La Confédération générale des Travailleurs de Tunisie (CGTT), a été créée le 3 décembre 2006, ou plutôt ressuscitée puisqu'elle existait du temps de feu Farhat Hachad. La législation le permettait, pas l'ancien régime «avec la complicité de la direction de l'UGTT», elle n'a donc pas pu exercer son droit. La plainte déposée à l'encontre du gouvernement tunisien auprès de l'Organisation internationale du travail (OIT), a été jugée recevable sans pour autant changer quoi que ce soit sur le terrain. Prenant le relais, l'Association Mohamed Ali, présidée par Habib Guiza, s'est lancée dans des études sur l'histoire du syndicalisme et le monde du travail, ce qui lui a permis d'être très au fait de ces deux importantes questions. L'étude la plus importante a été la réalisation d'une prospective sur la Tunisie en 2040.

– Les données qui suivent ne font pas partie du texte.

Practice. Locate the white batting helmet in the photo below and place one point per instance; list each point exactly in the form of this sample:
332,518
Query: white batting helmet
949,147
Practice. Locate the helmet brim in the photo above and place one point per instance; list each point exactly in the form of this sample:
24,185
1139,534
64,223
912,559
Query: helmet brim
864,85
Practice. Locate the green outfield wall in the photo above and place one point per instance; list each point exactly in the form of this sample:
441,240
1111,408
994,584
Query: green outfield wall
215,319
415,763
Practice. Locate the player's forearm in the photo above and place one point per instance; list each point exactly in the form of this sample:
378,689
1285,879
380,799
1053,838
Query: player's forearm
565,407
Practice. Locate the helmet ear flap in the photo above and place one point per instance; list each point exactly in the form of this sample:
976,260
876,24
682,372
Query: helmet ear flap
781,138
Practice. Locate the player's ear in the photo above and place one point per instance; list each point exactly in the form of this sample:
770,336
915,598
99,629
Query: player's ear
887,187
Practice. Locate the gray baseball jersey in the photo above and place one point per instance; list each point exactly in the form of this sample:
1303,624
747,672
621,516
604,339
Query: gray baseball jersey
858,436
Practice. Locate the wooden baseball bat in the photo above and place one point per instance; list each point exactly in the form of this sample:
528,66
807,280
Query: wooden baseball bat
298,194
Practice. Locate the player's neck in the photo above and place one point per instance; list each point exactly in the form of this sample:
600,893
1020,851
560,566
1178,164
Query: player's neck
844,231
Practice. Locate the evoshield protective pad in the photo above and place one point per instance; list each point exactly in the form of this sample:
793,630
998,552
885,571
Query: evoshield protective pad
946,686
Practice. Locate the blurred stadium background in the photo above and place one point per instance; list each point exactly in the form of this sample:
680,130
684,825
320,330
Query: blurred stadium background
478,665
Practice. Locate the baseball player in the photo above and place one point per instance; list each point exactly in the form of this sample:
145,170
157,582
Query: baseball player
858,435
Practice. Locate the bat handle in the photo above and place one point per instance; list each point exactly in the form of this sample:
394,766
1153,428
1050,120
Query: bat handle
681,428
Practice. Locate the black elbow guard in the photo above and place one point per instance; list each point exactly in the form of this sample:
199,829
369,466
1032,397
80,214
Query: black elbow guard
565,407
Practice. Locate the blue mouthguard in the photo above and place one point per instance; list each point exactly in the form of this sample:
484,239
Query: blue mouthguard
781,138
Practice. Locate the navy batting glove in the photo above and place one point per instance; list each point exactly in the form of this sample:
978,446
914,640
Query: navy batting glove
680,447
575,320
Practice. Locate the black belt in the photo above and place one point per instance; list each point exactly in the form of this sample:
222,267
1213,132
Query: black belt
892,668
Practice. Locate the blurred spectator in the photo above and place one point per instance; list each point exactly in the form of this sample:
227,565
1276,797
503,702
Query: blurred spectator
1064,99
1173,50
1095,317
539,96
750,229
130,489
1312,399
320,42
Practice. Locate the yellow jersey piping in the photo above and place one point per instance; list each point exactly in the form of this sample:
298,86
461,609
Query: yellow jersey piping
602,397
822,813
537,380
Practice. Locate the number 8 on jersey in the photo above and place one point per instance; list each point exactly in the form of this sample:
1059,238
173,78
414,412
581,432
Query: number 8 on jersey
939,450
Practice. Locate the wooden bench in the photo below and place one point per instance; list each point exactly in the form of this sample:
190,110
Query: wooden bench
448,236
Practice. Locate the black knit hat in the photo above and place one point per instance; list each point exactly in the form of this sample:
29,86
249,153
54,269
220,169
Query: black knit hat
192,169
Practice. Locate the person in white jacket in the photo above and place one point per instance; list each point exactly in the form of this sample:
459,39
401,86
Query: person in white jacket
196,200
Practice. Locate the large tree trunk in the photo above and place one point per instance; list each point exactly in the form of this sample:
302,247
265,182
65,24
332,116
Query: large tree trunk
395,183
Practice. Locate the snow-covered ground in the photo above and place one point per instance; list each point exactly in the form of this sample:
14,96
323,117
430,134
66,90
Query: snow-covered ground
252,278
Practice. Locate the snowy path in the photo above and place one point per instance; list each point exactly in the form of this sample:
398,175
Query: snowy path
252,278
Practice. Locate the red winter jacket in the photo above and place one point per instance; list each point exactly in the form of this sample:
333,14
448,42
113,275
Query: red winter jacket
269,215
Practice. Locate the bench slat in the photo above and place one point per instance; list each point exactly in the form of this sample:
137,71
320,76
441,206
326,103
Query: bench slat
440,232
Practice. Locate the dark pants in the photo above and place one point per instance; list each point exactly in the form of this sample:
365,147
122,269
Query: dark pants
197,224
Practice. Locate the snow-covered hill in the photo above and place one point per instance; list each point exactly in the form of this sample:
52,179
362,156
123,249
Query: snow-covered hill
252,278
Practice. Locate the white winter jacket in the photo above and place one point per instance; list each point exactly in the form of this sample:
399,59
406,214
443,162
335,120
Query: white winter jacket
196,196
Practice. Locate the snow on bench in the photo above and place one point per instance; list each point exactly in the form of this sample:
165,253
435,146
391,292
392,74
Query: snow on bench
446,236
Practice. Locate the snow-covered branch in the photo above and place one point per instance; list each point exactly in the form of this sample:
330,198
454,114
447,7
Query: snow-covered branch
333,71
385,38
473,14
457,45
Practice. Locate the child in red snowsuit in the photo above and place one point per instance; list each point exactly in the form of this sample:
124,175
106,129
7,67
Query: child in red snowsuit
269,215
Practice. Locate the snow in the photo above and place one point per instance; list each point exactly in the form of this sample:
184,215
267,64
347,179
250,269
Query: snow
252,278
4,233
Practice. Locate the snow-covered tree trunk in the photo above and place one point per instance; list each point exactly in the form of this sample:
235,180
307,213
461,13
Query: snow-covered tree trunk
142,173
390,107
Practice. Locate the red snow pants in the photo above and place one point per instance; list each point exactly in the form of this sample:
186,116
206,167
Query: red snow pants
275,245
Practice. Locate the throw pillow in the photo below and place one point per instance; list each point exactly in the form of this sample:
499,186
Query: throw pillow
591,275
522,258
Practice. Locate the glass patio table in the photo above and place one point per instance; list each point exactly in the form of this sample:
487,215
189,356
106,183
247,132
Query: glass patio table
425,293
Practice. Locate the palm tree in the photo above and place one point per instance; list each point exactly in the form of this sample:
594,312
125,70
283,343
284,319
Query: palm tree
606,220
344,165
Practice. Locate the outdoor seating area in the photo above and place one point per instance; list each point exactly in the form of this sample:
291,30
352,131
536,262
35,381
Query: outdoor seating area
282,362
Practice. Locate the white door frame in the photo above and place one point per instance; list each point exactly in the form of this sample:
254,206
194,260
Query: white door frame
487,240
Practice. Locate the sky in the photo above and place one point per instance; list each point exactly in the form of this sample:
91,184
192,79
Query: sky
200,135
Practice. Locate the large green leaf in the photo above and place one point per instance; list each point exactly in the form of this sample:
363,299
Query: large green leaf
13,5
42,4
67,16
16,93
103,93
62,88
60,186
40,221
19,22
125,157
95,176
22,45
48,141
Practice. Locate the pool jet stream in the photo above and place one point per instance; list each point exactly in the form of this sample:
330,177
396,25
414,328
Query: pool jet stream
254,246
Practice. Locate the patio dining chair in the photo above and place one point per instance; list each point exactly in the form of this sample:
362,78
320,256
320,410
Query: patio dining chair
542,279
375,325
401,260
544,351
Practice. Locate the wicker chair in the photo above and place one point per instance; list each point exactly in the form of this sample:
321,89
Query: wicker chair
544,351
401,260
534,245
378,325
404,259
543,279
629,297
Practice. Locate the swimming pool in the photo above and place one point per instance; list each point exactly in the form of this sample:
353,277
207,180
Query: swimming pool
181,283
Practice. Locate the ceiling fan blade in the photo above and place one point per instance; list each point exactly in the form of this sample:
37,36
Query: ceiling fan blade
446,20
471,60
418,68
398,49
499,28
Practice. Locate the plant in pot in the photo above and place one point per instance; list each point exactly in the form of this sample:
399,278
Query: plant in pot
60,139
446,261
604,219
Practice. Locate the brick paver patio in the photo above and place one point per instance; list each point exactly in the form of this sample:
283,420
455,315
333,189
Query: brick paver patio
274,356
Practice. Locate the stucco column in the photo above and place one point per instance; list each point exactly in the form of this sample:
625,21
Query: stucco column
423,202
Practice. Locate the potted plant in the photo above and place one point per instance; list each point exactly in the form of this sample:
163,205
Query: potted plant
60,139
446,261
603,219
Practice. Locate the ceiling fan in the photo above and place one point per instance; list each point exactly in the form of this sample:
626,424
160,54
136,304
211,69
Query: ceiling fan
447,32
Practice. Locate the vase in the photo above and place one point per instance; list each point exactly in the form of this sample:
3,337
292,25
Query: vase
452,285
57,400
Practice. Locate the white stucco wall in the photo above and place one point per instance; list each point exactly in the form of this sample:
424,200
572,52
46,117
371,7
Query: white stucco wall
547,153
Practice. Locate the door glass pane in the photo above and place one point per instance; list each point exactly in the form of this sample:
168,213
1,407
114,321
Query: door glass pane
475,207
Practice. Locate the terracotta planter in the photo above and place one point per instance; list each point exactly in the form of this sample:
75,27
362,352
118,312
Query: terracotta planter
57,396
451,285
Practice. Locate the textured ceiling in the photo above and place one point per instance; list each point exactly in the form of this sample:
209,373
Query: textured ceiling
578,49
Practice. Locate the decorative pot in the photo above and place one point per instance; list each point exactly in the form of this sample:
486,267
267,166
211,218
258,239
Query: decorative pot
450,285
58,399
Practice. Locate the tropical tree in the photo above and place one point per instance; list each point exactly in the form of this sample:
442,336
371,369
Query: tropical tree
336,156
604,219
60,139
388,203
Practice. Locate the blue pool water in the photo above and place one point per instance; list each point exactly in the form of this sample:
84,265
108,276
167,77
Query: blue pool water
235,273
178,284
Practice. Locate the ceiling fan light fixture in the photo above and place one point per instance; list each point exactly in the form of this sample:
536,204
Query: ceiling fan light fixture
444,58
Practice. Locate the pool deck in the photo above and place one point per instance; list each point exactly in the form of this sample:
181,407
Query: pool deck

Pour être édifié sur la CGTT, son rôle dans l'enrichissement du paysage syndical du pays, Habib Guiza, l'initiateur, en parle.
WMC : La CGTT est aujourd'hui opérationnelle, quelle est sa situation sur le terrain?
Habib Guiza: A la date d'aujourd'hui, nous avons 50 syndicats et 10.000 affiliés. Tout en sachant que l'UGTT compte 300.000 affiliés sur plus de 3 millions de travailleurs dans notre pays. Voyez le gap, au moins 90% des salariés ne sont pas syndiqués. En ce qui nous concerne, nous voulons travailler sur ces 90%, cela ne veut pas dire que certains affiliés à l'Union Générale des Travailleurs ne la quitteront pas pour rejoindre nos rangs... Il y en déjà qui veulent se désolidariser de l'UGTT pour venir chez nous.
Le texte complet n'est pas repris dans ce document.